DP — Building Maximum Square Sizes Bottom-Right — Watch how each dp[i][j] is computed from its three neighbors (above, left, diagonal). The value represents the largest all-ones square ending at that cell AND the count of squares ending there.

Algorithm

  1. Create a dp table of size m × n.
  2. Initialize: for the first row and first column, dp[i][j] = matrix[i][j].
  3. For each interior cell (i, j) where i ≥ 1 and j ≥ 1:
    • If matrix[i][j] = 0, set dp[i][j] = 0.
    • If matrix[i][j] = 1, set dp[i][j] = min(dp[i-1][j], dp[i][j-1], dp[i-1][j-1]) + 1.
  4. Return the sum of all dp[i][j] values.

Code

#include <vector>
#include <algorithm>
using namespace std;

class Solution {
public:
    int countSquares(vector<vector<int>>& matrix) {
        int m = matrix.size(), n = matrix[0].size();
        vector<vector<int>> dp(m, vector<int>(n, 0));
        int count = 0;
        
        for (int i = 0; i < m; i++) {
            for (int j = 0; j < n; j++) {
                if (matrix[i][j] == 1) {
                    if (i == 0 || j == 0) {
                        dp[i][j] = 1;
                    } else {
                        dp[i][j] = min({dp[i - 1][j], dp[i][j - 1], dp[i - 1][j - 1]}) + 1;
                    }
                }
                count += dp[i][j];
            }
        }
        
        return count;
    }
};
class Solution:
    def countSquares(self, matrix: list[list[int]]) -> int:
        m, n = len(matrix), len(matrix[0])
        dp = [[0] * n for _ in range(m)]
        count = 0
        
        for i in range(m):
            for j in range(n):
                if matrix[i][j] == 1:
                    if i == 0 or j == 0:
                        dp[i][j] = 1
                    else:
                        dp[i][j] = min(dp[i - 1][j], dp[i][j - 1], dp[i - 1][j - 1]) + 1
                count += dp[i][j]
        
        return count
class Solution {
    public int countSquares(int[][] matrix) {
        int m = matrix.length, n = matrix[0].length;
        int[][] dp = new int[m][n];
        int count = 0;
        
        for (int i = 0; i < m; i++) {
            for (int j = 0; j < n; j++) {
                if (matrix[i][j] == 1) {
                    if (i == 0 || j == 0) {
                        dp[i][j] = 1;
                    } else {
                        dp[i][j] = Math.min(Math.min(dp[i - 1][j], dp[i][j - 1]), dp[i - 1][j - 1]) + 1;
                    }
                }
                count += dp[i][j];
            }
        }
        
        return count;
    }
}

Complexity Analysis

Time Complexity: O(m × n)

We iterate over every cell exactly once. For each cell, the computation (min of three neighbors plus addition) takes O(1). Total: O(m × n). With m = n = 300, this is 90,000 operations — blazing fast.

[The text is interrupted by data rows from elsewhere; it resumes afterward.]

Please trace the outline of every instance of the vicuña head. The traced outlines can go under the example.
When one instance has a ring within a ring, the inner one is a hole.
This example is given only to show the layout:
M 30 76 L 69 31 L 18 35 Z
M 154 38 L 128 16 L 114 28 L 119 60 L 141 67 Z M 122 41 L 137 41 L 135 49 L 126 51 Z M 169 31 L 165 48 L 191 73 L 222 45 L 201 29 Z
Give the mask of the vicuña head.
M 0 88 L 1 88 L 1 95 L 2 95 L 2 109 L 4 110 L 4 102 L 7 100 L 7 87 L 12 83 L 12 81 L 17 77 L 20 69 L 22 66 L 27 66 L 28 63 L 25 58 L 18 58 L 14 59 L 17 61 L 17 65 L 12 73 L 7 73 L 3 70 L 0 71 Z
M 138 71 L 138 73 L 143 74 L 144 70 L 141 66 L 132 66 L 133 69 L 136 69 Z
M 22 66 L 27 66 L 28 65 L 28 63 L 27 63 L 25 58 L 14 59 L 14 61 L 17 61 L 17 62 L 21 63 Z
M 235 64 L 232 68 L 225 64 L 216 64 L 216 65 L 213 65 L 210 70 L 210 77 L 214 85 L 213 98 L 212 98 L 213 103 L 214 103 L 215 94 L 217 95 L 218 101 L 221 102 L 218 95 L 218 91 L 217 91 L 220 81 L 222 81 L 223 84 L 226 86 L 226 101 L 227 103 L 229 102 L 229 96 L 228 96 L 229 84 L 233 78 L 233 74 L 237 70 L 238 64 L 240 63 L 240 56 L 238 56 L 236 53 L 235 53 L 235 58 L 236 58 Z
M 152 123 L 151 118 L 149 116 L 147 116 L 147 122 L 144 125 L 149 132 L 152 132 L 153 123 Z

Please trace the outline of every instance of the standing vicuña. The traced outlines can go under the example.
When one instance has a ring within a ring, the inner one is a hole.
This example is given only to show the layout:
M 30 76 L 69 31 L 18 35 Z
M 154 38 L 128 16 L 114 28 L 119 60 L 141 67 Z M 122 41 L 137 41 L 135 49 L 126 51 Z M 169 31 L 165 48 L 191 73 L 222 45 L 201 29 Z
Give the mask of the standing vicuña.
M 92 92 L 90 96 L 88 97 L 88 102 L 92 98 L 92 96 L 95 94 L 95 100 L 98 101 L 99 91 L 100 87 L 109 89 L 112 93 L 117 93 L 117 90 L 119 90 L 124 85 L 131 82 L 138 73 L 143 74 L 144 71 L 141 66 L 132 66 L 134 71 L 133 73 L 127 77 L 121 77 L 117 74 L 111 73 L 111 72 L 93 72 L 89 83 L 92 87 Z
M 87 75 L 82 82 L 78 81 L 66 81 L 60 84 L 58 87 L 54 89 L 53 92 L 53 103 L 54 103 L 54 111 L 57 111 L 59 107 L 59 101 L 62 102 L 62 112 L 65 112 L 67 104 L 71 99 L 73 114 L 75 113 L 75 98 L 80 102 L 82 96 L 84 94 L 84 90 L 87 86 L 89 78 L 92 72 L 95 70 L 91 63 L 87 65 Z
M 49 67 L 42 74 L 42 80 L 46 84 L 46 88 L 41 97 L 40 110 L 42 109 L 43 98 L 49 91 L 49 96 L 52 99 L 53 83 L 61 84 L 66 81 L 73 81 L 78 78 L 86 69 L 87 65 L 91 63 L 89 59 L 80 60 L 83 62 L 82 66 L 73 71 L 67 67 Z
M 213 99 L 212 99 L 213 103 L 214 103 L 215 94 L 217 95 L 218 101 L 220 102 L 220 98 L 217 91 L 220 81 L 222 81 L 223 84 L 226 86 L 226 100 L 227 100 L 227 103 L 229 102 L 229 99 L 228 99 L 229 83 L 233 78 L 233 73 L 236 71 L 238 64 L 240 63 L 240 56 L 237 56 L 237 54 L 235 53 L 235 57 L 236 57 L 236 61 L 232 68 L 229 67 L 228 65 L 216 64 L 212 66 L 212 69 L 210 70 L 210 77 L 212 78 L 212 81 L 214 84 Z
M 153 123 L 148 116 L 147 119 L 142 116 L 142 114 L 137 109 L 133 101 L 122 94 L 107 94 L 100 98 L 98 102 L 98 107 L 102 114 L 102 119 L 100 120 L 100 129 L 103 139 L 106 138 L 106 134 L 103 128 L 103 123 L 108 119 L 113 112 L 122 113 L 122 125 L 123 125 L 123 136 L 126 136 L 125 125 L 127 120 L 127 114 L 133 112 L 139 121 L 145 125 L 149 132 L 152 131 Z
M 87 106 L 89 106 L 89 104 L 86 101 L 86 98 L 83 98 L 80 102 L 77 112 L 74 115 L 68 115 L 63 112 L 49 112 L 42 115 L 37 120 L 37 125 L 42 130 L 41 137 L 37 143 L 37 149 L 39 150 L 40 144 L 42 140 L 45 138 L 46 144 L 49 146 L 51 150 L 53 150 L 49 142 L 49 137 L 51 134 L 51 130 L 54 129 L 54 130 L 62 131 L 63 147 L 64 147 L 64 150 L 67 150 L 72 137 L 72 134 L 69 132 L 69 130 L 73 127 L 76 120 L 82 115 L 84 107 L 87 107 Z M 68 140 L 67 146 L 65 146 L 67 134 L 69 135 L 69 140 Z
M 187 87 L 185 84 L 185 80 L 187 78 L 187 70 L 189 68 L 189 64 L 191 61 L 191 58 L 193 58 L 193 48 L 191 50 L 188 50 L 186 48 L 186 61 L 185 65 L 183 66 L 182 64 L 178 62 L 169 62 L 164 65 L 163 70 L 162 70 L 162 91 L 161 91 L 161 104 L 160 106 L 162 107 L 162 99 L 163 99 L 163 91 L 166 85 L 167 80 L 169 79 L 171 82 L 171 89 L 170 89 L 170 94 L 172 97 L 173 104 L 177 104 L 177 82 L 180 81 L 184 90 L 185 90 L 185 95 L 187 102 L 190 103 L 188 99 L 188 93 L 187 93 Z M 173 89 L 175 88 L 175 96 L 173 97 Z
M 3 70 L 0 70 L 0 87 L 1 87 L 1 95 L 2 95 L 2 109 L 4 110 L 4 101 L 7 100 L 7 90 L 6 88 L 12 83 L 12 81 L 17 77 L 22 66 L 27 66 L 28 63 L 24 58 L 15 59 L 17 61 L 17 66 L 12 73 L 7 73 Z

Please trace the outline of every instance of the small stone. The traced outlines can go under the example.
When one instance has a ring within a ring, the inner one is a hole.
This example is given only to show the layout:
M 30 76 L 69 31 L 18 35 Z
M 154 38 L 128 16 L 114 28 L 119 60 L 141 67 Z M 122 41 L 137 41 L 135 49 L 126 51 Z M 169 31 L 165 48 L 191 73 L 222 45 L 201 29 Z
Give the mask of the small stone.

Space Complexity: O(m × n)

The dp table has the same dimensions as the input matrix. This can be optimized to O(n) by storing only the current and previous rows, since dp[i][j] depends only on dp[i-1][j], dp[i][j-1], and dp[i-1][j-1]. However, the O(m × n) version is simpler and sufficient for the given constraints.